Hitting the Floor Smiling
Ted Goertzel, a sociologist at Rutgers University's Camden campus, started studying welfare recipients in 1992, when the first wave of reform hit New Jersey. Since then, he has conducted a series of focus groups with welfare clients. In the early 1990s, Goertzel says, the assumption among welfare recipients was that the system would always be there, that it was a force of nature. "I would try to raise the question about what would you like to do for a career, for work," says Goertzel. "And it was like talking to kids in grade school. Work was something that was very far off, unrealistic, maybe they'd like to work with children, be a physician. It was nothing practical, nothing that would happen in the short term."
Today, Goertzel finds meaningful short-term planning. "They realize that they are going to have to find jobs, that they have to find some way to support themselves, that they can't rely on the welfare system as a permanent security blanket," says Goertzel. "That idea has gotten across.
Polls and individual experience support Goertzel's focus-group findings. The Mathematica survey found that more than 80 percent of Work First clients know that welfare benefits are limited and that they must work to continue to receive them. Six in 10 said the law's time limits affected their decisions, prompting them to try harder to find and keep jobs or seek out training to get them off welfare. Even a study by Legal Services of New Jersey that doesn't mask the authors' disdain for the new system concedes that it has made clients understand that they must work.
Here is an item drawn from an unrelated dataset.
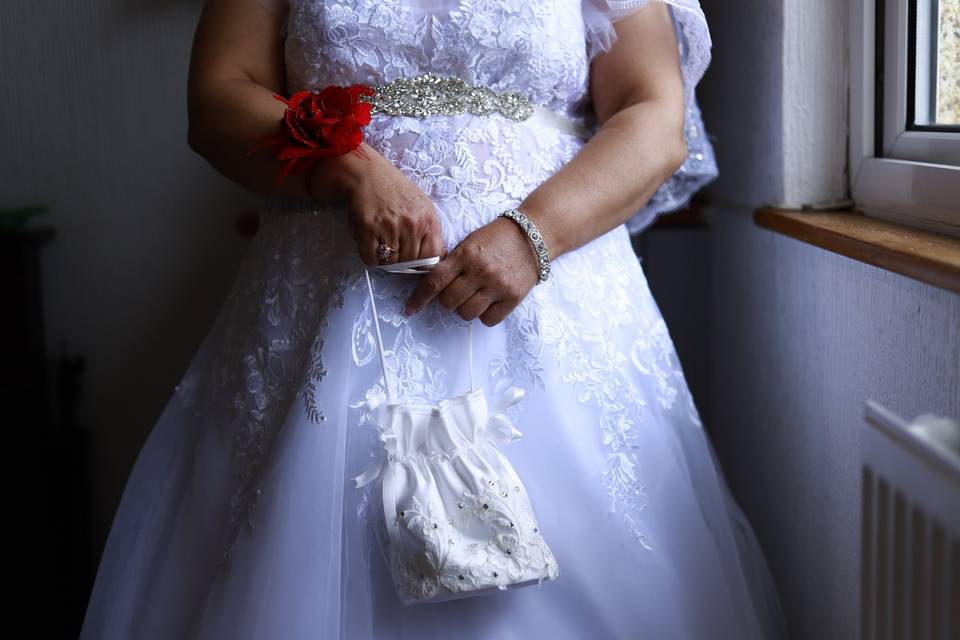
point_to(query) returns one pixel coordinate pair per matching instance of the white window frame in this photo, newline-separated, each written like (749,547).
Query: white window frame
(914,177)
Welfare veteran Deborah Keys was hassled off the system. I catch up with her a week later at Camden's Housing Authority office, where she has just ended a workday spent remodeling a public housing unit. The 46-year-old Keys decided welfare wasn't worth it when her caseworker told her she would have to go to school or get a job to keep receiving her grant. Keys protested that she wasn't going to work for free. Her caseworker retorted that she wasn't going to get her check. "I said, 'I'll find a job somewhere, somebody will give me a job,"' recalls Keys. "I'm not going to go somewhere and work for free just for that little bit of money."